CHAPTER 14: DISCOVERY AND SETTLEMENT

In Morgan v. National Steel and Shipbuilding Company, 2017 Cal. Wrk. Comp. P.D. LEXIS 141, the panel majority held that a defendant was not entitled to discovery of an employee's medical records pertaining to HIV/AIDS when the employee's widow alleged that his death was caused by industrial exposure to asbestos, not by industrial exposure to HIV/AIDS.

In Hasley v. Frito-Lay, Inc., 2017 Cal. Wrk. Comp. P.D. LEXIS 134, the WCAB granted removal of a WCJ's order denying an applicant's request for an additional QME panel, and remanded for the WCJ to determine whether and when claim forms were filed and if so, what was the nature of the injuries claimed.


CHAPTER 16: TRIAL AND APPEAL

In Page, Hansen. v.
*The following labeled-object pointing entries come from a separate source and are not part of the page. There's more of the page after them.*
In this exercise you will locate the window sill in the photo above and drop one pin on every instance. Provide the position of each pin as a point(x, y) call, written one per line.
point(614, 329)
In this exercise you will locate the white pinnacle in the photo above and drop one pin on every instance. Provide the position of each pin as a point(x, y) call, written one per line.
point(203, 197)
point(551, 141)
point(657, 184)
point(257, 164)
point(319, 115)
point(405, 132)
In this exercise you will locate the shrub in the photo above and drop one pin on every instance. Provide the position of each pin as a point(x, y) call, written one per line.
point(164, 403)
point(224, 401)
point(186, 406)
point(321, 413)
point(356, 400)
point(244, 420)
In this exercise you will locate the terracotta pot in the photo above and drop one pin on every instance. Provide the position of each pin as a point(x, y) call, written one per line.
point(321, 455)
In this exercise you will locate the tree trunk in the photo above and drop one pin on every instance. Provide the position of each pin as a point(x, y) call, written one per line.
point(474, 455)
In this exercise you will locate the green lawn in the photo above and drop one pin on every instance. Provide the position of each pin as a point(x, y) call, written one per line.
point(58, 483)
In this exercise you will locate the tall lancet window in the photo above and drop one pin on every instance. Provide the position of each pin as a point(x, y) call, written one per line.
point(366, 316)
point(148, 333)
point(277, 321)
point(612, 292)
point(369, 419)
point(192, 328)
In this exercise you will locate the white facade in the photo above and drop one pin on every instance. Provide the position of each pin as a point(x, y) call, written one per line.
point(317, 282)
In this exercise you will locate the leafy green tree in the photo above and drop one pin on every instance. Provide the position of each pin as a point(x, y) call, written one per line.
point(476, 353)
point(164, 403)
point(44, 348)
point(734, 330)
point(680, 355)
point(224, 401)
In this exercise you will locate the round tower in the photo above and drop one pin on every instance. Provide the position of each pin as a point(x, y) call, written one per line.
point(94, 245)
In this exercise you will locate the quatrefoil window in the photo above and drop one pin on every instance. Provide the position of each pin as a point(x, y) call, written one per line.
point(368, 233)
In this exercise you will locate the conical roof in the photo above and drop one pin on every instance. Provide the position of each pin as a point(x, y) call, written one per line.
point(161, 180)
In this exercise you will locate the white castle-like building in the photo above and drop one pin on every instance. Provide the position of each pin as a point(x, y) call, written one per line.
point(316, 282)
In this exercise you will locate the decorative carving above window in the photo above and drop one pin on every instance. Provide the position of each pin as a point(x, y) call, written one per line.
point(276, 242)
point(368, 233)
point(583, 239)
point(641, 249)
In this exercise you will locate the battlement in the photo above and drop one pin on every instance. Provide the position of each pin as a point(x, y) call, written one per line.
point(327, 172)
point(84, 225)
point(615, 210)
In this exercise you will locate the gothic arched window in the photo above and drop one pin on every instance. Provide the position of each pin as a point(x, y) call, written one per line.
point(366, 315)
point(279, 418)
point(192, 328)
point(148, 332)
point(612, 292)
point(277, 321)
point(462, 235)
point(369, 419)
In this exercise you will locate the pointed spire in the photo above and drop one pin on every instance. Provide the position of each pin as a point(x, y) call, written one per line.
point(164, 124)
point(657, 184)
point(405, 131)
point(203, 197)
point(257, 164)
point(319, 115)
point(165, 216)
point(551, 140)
Acting Administrative Director of the Division of Workers’ Compensation, (2017) 82 CCC 352, the California Superior Court held that it lacked jurisdiction over the plaintiffs' allegations that the workers' compensation system unlawfully discriminates on the basis of sex in the calculation of permanent disability benefits.

In Garcia v. WCAB, 2017 Cal. Wrk. Comp. LEXIS 37 (writ denied), the 4th District Court of Appeal denied an applicant's petition for writ of review as untimely because it was not filed with the court within 45 days.